Engineering Contradictions & Design Principles
Engineering Contradiction Analysis
1Productivity
If automated contouring techniques are used for radiotherapy replanning, then the efficiency of treatment plan modification is improved, but the performance is hindered due to lack of large-scale labeled segmented image data
Solution Approach 1:
The system performs preliminary action by generating augmented segmented image data in advance through transformations of historical data. This pre-generated training data is then used to train automated contouring models, enabling them to perform reliably when actual replanning tasks occur. The transformations (displacement, rotation, deformation, appearance/disappearance of structures) are applied beforehand to create diverse training scenarios.
2Reliability
If more labeled segmented image data is collected, then the performance of automated contouring is improved, but the time and resources required for data acquisition and labeling increase
Solution Approach 1:
The system creates copies of existing historical segmented image data and applies various transformations to these copies. Instead of collecting and labeling new data from scratch, the method generates synthetic training data by transforming existing labeled data through displacement, rotation, deformation, and structural appearance/disappearance operations, significantly reducing time and resource requirements.
Solution Approach 2:
The system changes parameters of existing image data through transformations such as displacement vectors, rotation angles, deformation magnitudes, and structural appearance/disappearance probabilities. These parameter changes generate diverse training samples from a single source, expanding the training dataset without requiring additional data collection or labeling time.
Data Source
AI summary
A system and method for generating augmented segmented image set obtain are provided.
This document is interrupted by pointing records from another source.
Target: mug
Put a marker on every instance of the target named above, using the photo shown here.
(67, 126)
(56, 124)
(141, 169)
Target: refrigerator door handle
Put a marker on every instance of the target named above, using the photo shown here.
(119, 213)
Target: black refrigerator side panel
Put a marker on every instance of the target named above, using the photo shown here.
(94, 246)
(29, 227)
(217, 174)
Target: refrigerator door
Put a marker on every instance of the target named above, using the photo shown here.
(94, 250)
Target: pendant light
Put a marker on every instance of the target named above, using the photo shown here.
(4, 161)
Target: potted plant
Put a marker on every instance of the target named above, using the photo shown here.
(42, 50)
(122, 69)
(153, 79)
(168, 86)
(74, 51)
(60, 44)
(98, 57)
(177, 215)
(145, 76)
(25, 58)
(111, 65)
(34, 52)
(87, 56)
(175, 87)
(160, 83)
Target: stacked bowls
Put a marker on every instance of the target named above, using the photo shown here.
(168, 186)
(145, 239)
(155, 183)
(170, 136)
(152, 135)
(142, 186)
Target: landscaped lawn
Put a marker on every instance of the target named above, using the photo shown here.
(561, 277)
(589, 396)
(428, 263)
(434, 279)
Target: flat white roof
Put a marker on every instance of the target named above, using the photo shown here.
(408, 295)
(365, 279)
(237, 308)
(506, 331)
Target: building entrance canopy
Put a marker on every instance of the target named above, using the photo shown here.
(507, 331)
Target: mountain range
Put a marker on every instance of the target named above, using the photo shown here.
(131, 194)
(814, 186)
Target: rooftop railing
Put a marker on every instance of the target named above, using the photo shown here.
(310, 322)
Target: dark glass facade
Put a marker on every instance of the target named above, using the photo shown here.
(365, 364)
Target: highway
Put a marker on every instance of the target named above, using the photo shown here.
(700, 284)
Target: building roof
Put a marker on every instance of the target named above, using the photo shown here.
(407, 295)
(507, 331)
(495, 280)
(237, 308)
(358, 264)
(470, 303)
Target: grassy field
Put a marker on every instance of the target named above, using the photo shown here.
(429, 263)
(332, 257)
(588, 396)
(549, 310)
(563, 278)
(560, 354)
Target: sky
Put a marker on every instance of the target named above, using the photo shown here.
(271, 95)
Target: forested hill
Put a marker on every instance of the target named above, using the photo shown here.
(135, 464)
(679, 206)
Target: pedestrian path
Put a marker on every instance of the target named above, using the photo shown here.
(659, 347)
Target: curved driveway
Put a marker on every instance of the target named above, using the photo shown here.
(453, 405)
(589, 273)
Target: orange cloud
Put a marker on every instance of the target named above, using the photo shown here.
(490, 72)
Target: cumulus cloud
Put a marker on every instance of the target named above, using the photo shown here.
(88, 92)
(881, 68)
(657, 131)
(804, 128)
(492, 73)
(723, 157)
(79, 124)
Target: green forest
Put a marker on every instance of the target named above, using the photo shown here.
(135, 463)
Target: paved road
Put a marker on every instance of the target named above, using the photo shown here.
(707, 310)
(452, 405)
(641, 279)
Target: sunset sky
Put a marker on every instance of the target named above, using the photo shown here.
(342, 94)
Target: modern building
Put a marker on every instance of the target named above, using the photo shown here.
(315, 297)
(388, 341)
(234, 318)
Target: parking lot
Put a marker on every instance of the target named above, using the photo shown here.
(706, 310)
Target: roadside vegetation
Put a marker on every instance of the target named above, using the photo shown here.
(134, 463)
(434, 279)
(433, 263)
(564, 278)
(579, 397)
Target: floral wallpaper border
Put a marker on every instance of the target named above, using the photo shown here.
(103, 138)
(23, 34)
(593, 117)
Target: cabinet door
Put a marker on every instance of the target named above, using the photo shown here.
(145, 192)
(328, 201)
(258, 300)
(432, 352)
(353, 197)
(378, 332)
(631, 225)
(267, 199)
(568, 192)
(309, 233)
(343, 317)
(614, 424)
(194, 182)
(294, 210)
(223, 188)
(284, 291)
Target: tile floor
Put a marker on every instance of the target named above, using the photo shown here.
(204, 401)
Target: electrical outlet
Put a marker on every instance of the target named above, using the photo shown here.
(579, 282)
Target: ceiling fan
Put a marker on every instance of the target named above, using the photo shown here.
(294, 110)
The method may include: obtaining a first image including a first anatomical structure of a first object; determining first feature data of the first anatomical structure; determining one or more first transformations related to the first anatomical structure, wherein a first transformation includes a transformation type and one or more transformation parameters related to the transformation type; applying the one or more first transformations to the first feature data of the first anatomical structure to generate second feature data of the first anatomical structure; and generating a second image based on the second feature data of the first anatomical structure.